Beaucoup de ces projets sont considérés par les organisations communautaires

comme nocifs, au regard de leurs notions de développement. Aucun de ces projets n’a usé de

la consultation envers les communautés touchées par leur entreprise, en dépit de la loi, et

aucun ne vise à résoudre les problèmes la pauvreté de la région.

C’est pourquoi le nettoyage du territoire (le déplacement) est essentiel pour répondre

aux intérêts de l'Etat et des investisseurs privés. La violence de ces projets, symbole de

l'expansion d’un pays qui s’ouvre de nouveau au commerce international formel, et la

domination de certains groupes armés coïncident. L’enjeu ici n’est pas seulement de contrôler

le territoire, mais surtout de contrôler des ressources stratégiques.

VII. CONCLUSION

En guise de conclusion, nous rappelons que la plupart des causes du déplacement

persistent ou ont été transformées dans la nouvelle Bella Vista.
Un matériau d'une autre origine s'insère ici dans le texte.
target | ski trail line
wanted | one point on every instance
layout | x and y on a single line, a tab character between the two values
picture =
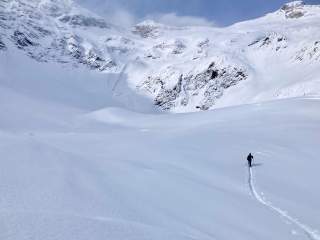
311	234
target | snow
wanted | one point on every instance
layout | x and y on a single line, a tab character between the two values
86	154
118	174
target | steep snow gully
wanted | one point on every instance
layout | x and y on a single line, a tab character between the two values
310	233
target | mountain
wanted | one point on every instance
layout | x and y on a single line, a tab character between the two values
89	148
179	69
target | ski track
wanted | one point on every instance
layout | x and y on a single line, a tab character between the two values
310	233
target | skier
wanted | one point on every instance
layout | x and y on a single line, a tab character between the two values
250	158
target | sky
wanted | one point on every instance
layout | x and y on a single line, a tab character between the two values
184	12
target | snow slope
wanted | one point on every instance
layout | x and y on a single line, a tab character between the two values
85	154
116	174
178	69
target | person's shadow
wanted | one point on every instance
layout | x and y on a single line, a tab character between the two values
256	164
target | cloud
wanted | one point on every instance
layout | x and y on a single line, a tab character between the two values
172	19
127	14
120	17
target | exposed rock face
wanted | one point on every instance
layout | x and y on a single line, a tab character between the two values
273	40
147	29
206	86
311	52
171	65
294	9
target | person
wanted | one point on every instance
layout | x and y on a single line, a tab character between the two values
250	158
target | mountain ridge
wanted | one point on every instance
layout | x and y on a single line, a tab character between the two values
216	67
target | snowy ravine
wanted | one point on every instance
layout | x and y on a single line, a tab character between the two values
178	69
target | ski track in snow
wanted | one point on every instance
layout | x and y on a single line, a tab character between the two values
311	234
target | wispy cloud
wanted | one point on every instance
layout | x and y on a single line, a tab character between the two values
173	19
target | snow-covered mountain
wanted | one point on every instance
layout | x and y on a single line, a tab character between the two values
180	69
85	152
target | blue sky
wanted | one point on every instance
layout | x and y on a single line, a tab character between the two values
219	12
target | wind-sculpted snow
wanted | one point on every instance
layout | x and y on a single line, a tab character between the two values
310	233
74	173
170	65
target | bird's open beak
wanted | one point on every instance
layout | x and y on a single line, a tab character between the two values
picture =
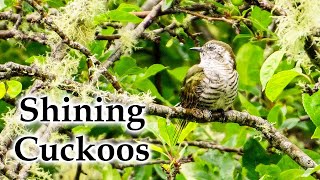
196	49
Tout d'abord, les conditions d’essor de la violence restent une menace pour les

populations, tout comme la lutte pour contrôler de la production, la transformation et le trafic

de drogue, et les exploitations de ressources naturelles par de groupes armés.

D'un autre côté, les communautés se trouvent toujours dans une situation d'abandon

et de marginalisation de la part de l’État, qui s’en tient à son programme de réparation. En

effet, l’accès à une indemnisation matérielle et individuelle a évincé les enjeux d’une

réparation intégrale et collective, qui serait en accord avec la dynamique du conflit dans la

région et les caractéristiques ethniques des communautés.

En d'autres termes, le relocalisation de Bella Vista, comme action de réparation aux

victimes de la part de l’État, ne correspond pas aux vrais besoins de la région, puisqu'elle ne

change pas les conditions structurelles de vulnérabilité et d’abandon dans lesquelles se

trouvent les habitants, ni la pression des groupes armés.

Aujourd'hui, dans le contexte des négociations de paix entre l’État et les FARC, les

éventuels accords de paix doivent mener à un changement de modèle économique en accord

avec les traditions et valeurs ethniques des populations locales. Les projets productifs et

d'exploitation doivent tenir compte des projets de vie et d'ethno-développement des

communautés directement touchées.

En matière de justice, il faut réaliser des enquêtes approfondies sur les violations des

droits de l'homme dans la région, ainsi que la consolidation d'une version unifiée de la vérité

du massacre, ainsi que des garanties pour punir pénalement les coupables. Il serait également

nécessaire de rendre publique les déclarations des responsables ainsi que celles des victimes,

21

pour que la société colombienne puisse connaître la vérité et la conserver dans sa mémoire

collective.

Quant à la réparation, il est important de dessiner et d’engager un plan de réparation

intégrale aux victimes, à travers un processus de concertation avec la population concernée.

Finalement, en ce qui concerne les institutions d'aide humanitaire, il est souhaitable

qu'elles tiennent en compte le travail des organisations de base communautaire, et de les aider

à renforcer leurs propres capacités.